Other areas of life have less pronounced Catch-22s as well. Consider self-discipline. Self-discipline is trained through exercising self-discipline. The positive reinforcement of succeeding at discipline-requiring tasks strengthens that resource. However, it’s much easier to succeed at them when you already possess discipline in the first place.
I found something similar in my early attempts at habit formation. I was so used to being lazy and giving up at everything, that it was hard to even get the early successes I needed to reinforce those behaviors. I failed a lot at simple challenges because my self-discipline muscles were weak.
Is it Bootstrapping or Immutable Character?
I used to look at the feats of the people I admired and feel inadequate. How could they start companies, have adventures and succeed across so many areas of life when I failed at so many. They persevered through difficulty, and I gave up.
I wish someone had told me that those character traits are often bootstrapped as well. Discipline, courage, charisma and all the ingredients of success are manufactured.
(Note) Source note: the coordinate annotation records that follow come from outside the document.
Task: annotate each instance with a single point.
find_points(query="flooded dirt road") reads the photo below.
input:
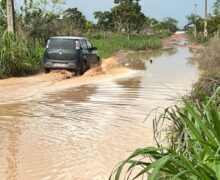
(81, 133)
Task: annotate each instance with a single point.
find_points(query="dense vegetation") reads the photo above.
(191, 132)
(194, 137)
(188, 137)
(123, 27)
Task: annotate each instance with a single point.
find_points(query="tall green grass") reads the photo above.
(194, 152)
(18, 56)
(114, 43)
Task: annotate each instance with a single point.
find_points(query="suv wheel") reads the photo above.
(82, 68)
(46, 70)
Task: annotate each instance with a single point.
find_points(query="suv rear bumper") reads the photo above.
(69, 65)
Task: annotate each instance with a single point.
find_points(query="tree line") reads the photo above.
(44, 18)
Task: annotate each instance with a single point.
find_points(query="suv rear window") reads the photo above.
(58, 43)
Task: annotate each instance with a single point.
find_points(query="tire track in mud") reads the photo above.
(13, 90)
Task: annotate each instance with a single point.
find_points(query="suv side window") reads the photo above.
(83, 44)
(89, 44)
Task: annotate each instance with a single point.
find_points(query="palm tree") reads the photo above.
(206, 16)
(10, 16)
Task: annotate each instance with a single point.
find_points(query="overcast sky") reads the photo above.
(158, 9)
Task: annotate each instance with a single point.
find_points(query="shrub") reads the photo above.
(18, 56)
(195, 149)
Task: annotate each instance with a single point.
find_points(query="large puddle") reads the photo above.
(82, 133)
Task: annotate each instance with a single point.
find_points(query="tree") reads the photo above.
(105, 22)
(127, 16)
(199, 22)
(216, 7)
(10, 16)
(169, 24)
(3, 17)
(39, 20)
(75, 20)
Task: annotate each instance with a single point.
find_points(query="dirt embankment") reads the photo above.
(24, 88)
(180, 40)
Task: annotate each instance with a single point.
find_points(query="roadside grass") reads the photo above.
(209, 64)
(114, 43)
(194, 152)
(18, 57)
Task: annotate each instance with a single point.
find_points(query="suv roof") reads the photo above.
(68, 37)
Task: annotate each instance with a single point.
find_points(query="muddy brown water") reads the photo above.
(82, 133)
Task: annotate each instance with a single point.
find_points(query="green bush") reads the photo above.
(195, 145)
(18, 56)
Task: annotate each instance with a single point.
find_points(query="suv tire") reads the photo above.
(46, 70)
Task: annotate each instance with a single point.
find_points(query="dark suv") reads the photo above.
(70, 53)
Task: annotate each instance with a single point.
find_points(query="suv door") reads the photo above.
(93, 58)
(85, 51)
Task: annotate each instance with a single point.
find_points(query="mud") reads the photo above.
(178, 41)
(25, 88)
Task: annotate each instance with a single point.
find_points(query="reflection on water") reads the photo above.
(82, 133)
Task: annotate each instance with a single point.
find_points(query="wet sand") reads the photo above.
(81, 128)
(26, 88)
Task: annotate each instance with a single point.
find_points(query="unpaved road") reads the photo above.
(24, 88)
(82, 133)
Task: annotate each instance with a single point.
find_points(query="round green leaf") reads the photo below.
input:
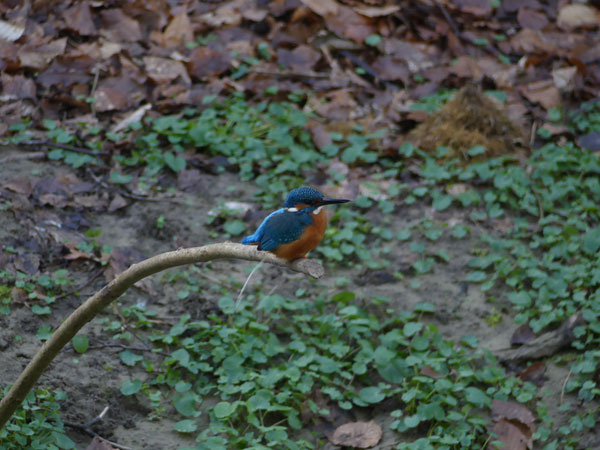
(223, 410)
(130, 387)
(371, 394)
(80, 343)
(185, 426)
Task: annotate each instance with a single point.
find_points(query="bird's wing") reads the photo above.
(282, 229)
(258, 235)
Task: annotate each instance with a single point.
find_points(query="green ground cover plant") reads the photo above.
(262, 364)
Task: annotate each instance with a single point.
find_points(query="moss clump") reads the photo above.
(469, 119)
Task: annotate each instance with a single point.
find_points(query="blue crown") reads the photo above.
(305, 195)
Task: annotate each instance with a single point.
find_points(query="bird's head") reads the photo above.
(308, 198)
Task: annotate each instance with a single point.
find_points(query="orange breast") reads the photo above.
(309, 239)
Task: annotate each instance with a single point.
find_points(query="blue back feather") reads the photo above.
(280, 227)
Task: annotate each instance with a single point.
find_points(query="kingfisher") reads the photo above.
(294, 230)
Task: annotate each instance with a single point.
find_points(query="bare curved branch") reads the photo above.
(88, 310)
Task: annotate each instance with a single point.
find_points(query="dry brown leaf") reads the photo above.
(22, 185)
(357, 434)
(206, 62)
(77, 254)
(39, 57)
(10, 32)
(480, 8)
(322, 7)
(347, 22)
(119, 27)
(135, 116)
(228, 14)
(117, 94)
(301, 59)
(577, 15)
(391, 68)
(254, 14)
(512, 435)
(377, 11)
(340, 105)
(531, 41)
(543, 92)
(179, 31)
(528, 18)
(79, 19)
(17, 87)
(164, 70)
(564, 78)
(512, 411)
(108, 49)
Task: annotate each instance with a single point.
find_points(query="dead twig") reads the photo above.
(562, 391)
(87, 429)
(19, 156)
(88, 310)
(125, 347)
(70, 148)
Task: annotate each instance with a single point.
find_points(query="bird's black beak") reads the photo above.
(332, 201)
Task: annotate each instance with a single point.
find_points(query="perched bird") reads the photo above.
(294, 230)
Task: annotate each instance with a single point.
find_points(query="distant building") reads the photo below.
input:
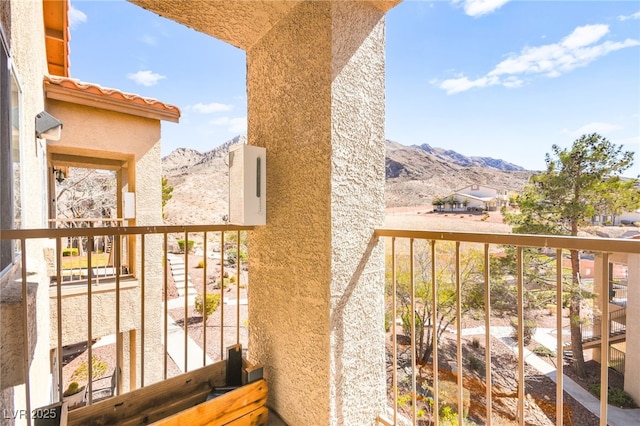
(474, 198)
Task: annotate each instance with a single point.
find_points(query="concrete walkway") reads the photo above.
(615, 416)
(175, 334)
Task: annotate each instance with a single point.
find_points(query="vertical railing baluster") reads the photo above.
(186, 300)
(59, 314)
(412, 313)
(89, 320)
(142, 304)
(460, 371)
(559, 342)
(604, 342)
(25, 322)
(487, 332)
(204, 298)
(165, 305)
(394, 338)
(119, 343)
(520, 333)
(221, 295)
(434, 327)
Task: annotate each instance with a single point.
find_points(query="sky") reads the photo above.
(498, 78)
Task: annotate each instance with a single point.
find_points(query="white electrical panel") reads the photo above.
(247, 185)
(129, 205)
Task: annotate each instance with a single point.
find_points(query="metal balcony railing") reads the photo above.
(75, 249)
(123, 303)
(446, 349)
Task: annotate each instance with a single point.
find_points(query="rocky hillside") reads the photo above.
(415, 175)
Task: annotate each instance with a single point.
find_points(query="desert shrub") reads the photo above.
(190, 245)
(71, 251)
(448, 416)
(232, 255)
(528, 329)
(616, 396)
(544, 351)
(404, 400)
(406, 323)
(72, 389)
(207, 308)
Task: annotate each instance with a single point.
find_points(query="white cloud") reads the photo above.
(234, 125)
(76, 17)
(595, 127)
(146, 78)
(632, 16)
(481, 7)
(210, 107)
(149, 40)
(584, 36)
(578, 49)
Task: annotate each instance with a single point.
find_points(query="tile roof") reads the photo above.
(108, 98)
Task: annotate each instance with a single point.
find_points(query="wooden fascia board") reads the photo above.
(107, 103)
(85, 162)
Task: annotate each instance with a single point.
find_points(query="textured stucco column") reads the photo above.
(148, 189)
(316, 103)
(632, 357)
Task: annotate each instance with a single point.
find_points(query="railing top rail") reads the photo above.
(87, 219)
(17, 234)
(611, 245)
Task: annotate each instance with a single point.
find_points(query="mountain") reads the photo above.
(462, 160)
(414, 176)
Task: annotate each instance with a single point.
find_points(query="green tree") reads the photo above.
(167, 193)
(563, 198)
(471, 290)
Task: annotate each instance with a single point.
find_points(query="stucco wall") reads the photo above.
(316, 102)
(631, 382)
(102, 130)
(75, 314)
(29, 59)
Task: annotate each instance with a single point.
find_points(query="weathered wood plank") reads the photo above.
(223, 409)
(151, 403)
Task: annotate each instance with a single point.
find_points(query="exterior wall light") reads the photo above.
(48, 127)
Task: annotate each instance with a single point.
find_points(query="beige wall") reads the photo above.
(108, 134)
(102, 130)
(29, 59)
(632, 359)
(316, 102)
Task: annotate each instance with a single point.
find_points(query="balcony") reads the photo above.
(443, 284)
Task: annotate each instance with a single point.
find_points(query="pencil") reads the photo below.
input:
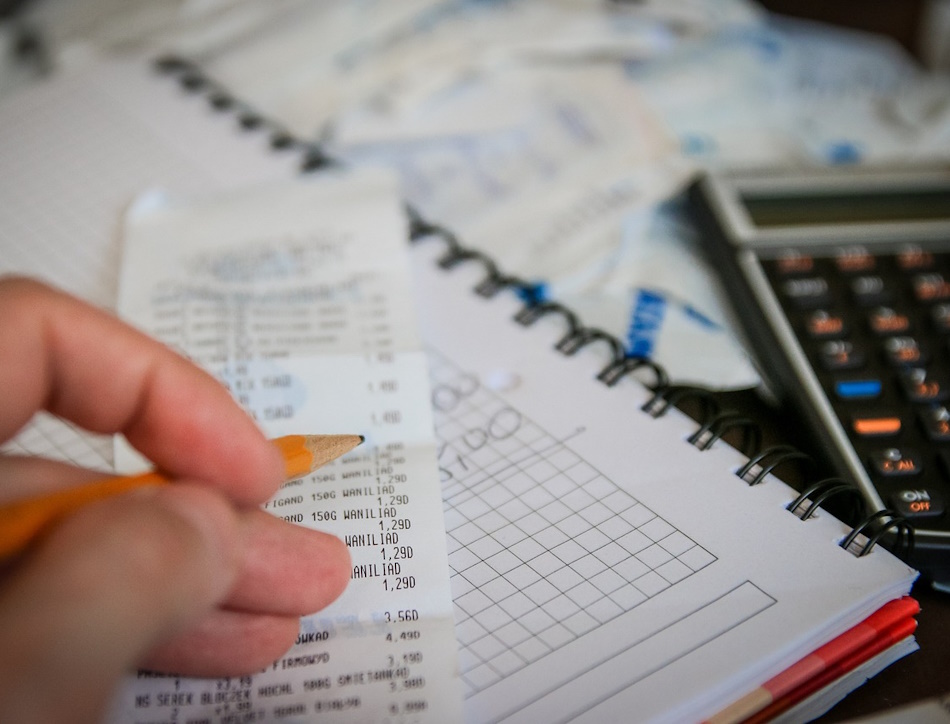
(23, 521)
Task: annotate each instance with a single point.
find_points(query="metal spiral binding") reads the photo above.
(714, 422)
(810, 499)
(192, 79)
(720, 424)
(876, 526)
(762, 463)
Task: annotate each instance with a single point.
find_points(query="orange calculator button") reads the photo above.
(877, 426)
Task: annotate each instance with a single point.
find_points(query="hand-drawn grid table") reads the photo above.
(542, 547)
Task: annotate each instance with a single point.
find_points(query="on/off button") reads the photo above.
(918, 503)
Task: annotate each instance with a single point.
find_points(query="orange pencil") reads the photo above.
(21, 522)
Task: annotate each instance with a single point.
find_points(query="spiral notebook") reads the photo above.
(611, 559)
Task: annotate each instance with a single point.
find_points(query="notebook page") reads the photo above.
(75, 150)
(602, 565)
(296, 296)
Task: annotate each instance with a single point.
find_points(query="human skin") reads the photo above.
(191, 578)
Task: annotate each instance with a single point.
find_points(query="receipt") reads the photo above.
(296, 296)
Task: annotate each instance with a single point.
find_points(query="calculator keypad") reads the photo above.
(876, 331)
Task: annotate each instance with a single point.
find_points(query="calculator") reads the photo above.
(840, 280)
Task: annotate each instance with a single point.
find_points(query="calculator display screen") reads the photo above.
(819, 209)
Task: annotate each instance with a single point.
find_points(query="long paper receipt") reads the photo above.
(297, 297)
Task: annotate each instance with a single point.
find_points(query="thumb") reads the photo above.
(105, 587)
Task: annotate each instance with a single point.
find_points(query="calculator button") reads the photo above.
(918, 502)
(940, 315)
(913, 258)
(868, 290)
(936, 422)
(876, 426)
(858, 389)
(853, 260)
(793, 262)
(807, 292)
(886, 320)
(823, 324)
(919, 385)
(841, 355)
(931, 287)
(892, 462)
(902, 351)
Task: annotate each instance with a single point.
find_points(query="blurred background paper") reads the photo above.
(555, 134)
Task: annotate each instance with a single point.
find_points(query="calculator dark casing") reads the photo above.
(737, 247)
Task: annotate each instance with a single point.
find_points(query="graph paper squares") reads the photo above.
(543, 548)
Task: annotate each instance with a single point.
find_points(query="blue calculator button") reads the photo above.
(857, 389)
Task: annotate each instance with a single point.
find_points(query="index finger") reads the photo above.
(81, 363)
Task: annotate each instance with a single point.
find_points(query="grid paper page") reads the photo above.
(76, 150)
(543, 547)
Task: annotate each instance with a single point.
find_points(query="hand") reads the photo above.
(190, 578)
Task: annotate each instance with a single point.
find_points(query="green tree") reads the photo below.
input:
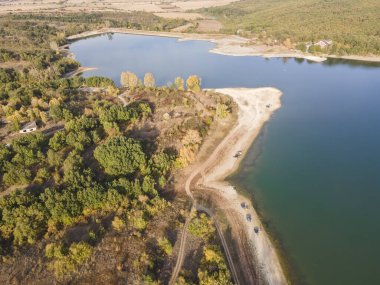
(149, 80)
(120, 155)
(129, 79)
(179, 83)
(193, 83)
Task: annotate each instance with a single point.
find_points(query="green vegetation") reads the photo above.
(212, 267)
(352, 25)
(95, 171)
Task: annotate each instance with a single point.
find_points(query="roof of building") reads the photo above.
(30, 125)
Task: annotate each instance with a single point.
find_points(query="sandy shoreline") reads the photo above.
(227, 45)
(255, 108)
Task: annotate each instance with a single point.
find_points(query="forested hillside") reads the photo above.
(354, 26)
(89, 196)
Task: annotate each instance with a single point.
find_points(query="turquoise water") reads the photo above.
(314, 172)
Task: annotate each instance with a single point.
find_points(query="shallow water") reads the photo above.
(314, 172)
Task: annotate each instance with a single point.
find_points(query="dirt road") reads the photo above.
(255, 108)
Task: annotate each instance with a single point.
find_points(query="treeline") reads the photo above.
(352, 25)
(213, 268)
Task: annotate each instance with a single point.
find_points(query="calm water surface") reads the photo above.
(314, 172)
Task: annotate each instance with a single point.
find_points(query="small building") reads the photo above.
(29, 127)
(324, 43)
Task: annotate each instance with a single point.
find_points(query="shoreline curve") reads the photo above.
(255, 107)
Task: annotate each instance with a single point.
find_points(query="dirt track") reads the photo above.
(256, 253)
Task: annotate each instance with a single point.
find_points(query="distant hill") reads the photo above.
(353, 25)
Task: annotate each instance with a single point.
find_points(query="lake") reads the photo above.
(314, 172)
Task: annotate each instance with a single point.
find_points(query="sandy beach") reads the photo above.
(256, 106)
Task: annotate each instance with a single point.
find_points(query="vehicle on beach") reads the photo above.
(244, 205)
(238, 154)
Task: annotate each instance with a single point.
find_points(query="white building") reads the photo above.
(324, 43)
(29, 127)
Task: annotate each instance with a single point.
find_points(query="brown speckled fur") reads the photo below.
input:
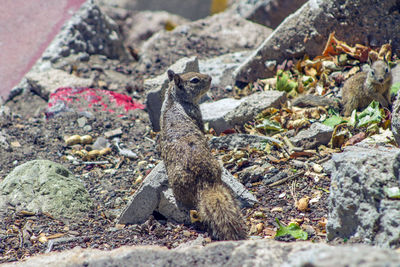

Even if you don’t feel you possess them now, you can generate the experiences you need to have them in the future.
Scientists who measure personality traits notice consistency over time. While I don’t doubt that our genes play significant roles in our development, part of me wonders whether those traits are truly unchangeable or whether their apparent persistence is due to the Catch-22 required. Divergence from a different starting point is not because change is impossible, but because it requires bootstrapping. Bootstrapping is arduous, so when examining populations we see most people flowing down the stream they were cast into, not swimming into a new one.
Swimming upstream is hard. But, if you work at it, eventually that upstream swim becomes downstream and what was improbable becomes inevitable.